The big “win” for ACOs in the new law is that beneficiaries assigned to ACOs may now receive telehealth services in their homes. In addition, the new law eliminates the geographic restriction of the originating site for patients assigned to ACOs. 


The Balanced Budget Act of 1997 placed annual caps on physical therapy and speech and language pathology services combined, as well as another annual cap for occupational therapy. Many healthcare professionals were concerned that the caps would restrict medically necessary therapy services. These concerns caused Congress to suspend the therapy caps from 2000-05.

The therapy caps were reinstated again in 2006, but a new exception process allowed additional provider-certified medically necessary therapy services. The exception process was authorized by Congress each year through Dec. 31, 2017. If the Bipartisan Budget Act did not address the exception process, the therapy caps would have been implemented, without an exception process, effective Jan. 1, 2018. The big “win” for beneficiaries who require therapy above the therapy cap is that, effective Jan.1, 2018, the new law permanently repealed the therapy caps. However, therapists must continue to use Modifier “-KX” on claims that exceed $2,010 in 2018, which attests that the therapy services are medically necessary. 

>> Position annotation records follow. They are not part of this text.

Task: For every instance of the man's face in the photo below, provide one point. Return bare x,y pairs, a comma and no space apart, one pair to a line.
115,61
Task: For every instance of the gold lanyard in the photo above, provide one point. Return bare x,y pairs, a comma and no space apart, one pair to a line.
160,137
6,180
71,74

Additionally, the threshold for targeted medical review of therapy services was lowered from $3,700 to $3,000 through 2027. However, claims that exceed the $3,000 threshold will not automatically be subject to targeted medical review. Medicare Administrative Contractors will target providers who meet specified criteria (eg, providers with a high percentage of claim denials or providers who have unusual billing patterns compared to their peers).  


Those stakeholders in PBDs in which any or all of these changes in the law pertain to wound care practice should make the appropriate changes in their processes to take advantage of these “wins.”